Unfortunately, the outcome of the Bank of England's monetary policy meeting this week didn't align with our expectations. While we didn't anticipate immediate policy changes, we had hoped for a split decision on negative interest rates. However, it was a unanimous 9-0 vote to maintain interest rates.
Interestingly, the Bank of England tactfully acknowledged that negative interest rates are a viable option without confirming their immediate implementation. This strategic move allows them the flexibility to consider negative rates if economic conditions worsen without alarming the markets and prematurely signaling tighter monetary policy.
Regarding the economic outlook, the Bank of England adjusted its 2021 GDP forecast from 7.25% to 5% due to the expected 4.2% contraction in Q1 2021 owing to the current lockdown restrictions. However, they anticipate a swift recovery post-lockdown, likely aided by the rapid coronavirus vaccine rollout in the UK, with the economy returning to pre-coronavirus levels in early 2022.
Interestingly, the market was surprised by the Bank of England's inflation forecast. They expect inflation to sharply approach their 2% target. However, this shouldn't be a cause for concern. Inflation is always calculated in comparison to prices from 12 months ago. The recent surge in oil prices, driven by OPEC supply cuts and a more optimistic economic outlook, means that over the next 12 months, the oil price will likely be significantly higher than it was during the same period last year.

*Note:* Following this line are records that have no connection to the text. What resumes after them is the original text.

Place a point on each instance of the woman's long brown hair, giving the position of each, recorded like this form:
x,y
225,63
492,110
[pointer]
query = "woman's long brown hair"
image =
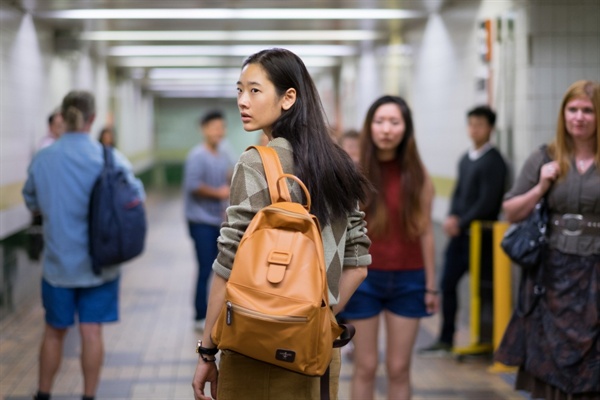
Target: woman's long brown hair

We believe the Bank of England and other major central banks will disregard this inflation as it's a result of distorted oil prices rather than excess demand. Last year's oil price collapse, unfortunately, couldn't be fully capitalized upon due to lockdown restrictions.
In other developments, the Italian equity market emerged as the clear winner this week, surging 7% on speculation that Mario Draghi, the former President of the European Central Bank, might become the next Italian Prime Minister.
In the US, despite the unemployment rate dropping to 6.3%, its lowest since last March, employment figures were lower than expected, with non-farm payrolls growing by just 49,000. Strangely, this disappointment is actually good news, highlighting the urgent need for additional fiscal stimulus.
Looking forward to the upcoming week, we are set to analyze UK industrial and manufacturing production, UK Q4 GDP, US and Chinese CPI inflation data, US weekly jobless claims, and the University of Michigan Consumer Sentiment Index.